Non ce n’è stato bisogno. L’impianto tattico della strategia presidenziale dei due sfidanti è crollato come un castello di carte di fronte all’evidenza di un voto plebiscitario che i militanti hanno tributato alla nuova Giovanna D’Arco di Francia. Neanche la diffusione pirata di un video che avrebbe potuto mettere i “professori” contro Ségolène è riuscito a disarcionarla. I militanti hanno votato per lei ancor più delle attese e ora proverà l’assalto all’Eliseo.

L’elezione di madame Royal al ruolo ufficiale di candidata socialista per le presidenziali dell’anno prossimo è un fatto storico, lo si è detto un po’ ovunque, giacché una donna per la prima volta ha buone possibilità di accedere a quella carica che finora è stata ricoperta solo da uomini, padri della patria, uomini del destino come Charles de Gaulle o François Mitterrand.

Ci sono però almeno un paio di dati ancor più rilevanti nell’ascensione di Ségolène alla candidatura Ps: la svolta del socialismo francese e una vittoria della democrazia diretta su quella rappresentativa. Attraverso la seconda Ségolène ha determinato la prima e ora il quadro della politica francese ne esce ridisegnato.

Le primarie del Ps non sono certo state una Bad Godesberg alla francese, ma se al 61 per cento dei voti che hanno investito Ségolène si sommano anche quelli, il 20, 57 per cento, del socialdemocratico Dominique Strauss Kahn, si ha la misura di una scelta precisa dei militanti, una scelta in direzione di quella sinistra sin qui minoritaria e che per questo veniva chiamata seconda.

Marxisti all’opposizione e pragmatici all’esecutivo, la contraddizione tra la retorica massimalista e la realtà socialdemocratica dell’azione di governo che ha fatto sin qui del Ps un’anomalia del socialismo europeo è stata sciolta da una donna che ai riferimenti dottrinari e alla retorica à gauche toute ha fatto prevalere, pur nel suo barocchismo a volte farraginoso, una voglia di riformismo moderno e pragmatico.

Chi mai l’avrebbe detto che proprio lei, cresciuta all’ombra di François Mitterrand, avrebbe fatto prevalere la linea di Michel Rocard, il nemico giurato del presidente monarca. Certo non si tratta ancora di un aggiornamento della dottrina, per questo bisognerà aspettare i congressi, non si tratta neanche di una vittoria definitiva, per questo bisognerà stare a guardare le capacità politiche della donna del cambiamento, ma di sicuro si può dire che un passo in avanti decisivo sia stato compiuto.

Per arrivarvi Ségolène ha dovuto prendere il partito dal di fuori facendo appello all’opinione prima ancora che all’apparato.
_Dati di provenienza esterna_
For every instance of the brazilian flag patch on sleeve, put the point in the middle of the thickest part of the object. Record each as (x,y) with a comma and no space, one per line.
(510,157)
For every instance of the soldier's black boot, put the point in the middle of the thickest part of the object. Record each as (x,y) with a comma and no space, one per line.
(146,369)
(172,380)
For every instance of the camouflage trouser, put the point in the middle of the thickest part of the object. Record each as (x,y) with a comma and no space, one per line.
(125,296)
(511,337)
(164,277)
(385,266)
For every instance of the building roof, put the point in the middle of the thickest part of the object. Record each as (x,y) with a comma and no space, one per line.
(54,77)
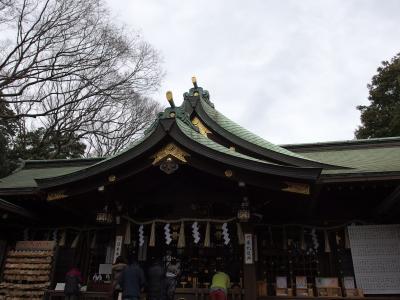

Una vittoria che corona la sua scelta tattica, ma soprattutto la sua intuizione profonda: che nella crisi attuale della democrazia in generale e di quella francese in particolare c’è lo spazio per una politica che sia in grado di ricostruire la fiducia e il legame tra rappresentati e rappresentanti. Una politica di prossimità col territorio e il cittadino, che sappia ascoltare e coinvolgere, una politica che riattivi circuiti diretti di partecipazione.

Questa crisi si era già manifestata in mille modi. Alle elezioni presidenziali del 2002 con il voto di protesta di cui aveva beneficiato da una parte Jean Marie Le Pen e dall’altra leninisti e trotzkisti vari. Un anno e mezzo fa col “no” al referendum sulla Costituzione europea quando i francesi contraddirono i loro rappresentanti al parlamento che si erano schierati all’80 per cento per il sì. Messaggi chiari, manifestazioni di un rifiuto, segni di una democrazia della sanzione che non si organizza più intorno ad un progetto positivo.

In quello spazio aperto dalla crisi della democrazia rappresentativa il pericolo di una deriva populista è sempre presente, ma Ségolène ha saputo ascoltare, interpretare e intervenire offrendo una visione, un “desiderio d’avvenire” (il nome del suo sito internet). Almeno finora. Da domani si apre per lei una nuova fase in cui dovrà dimostrare di saper strutturare quel desiderio in una strada praticabile verso l’Eliseo.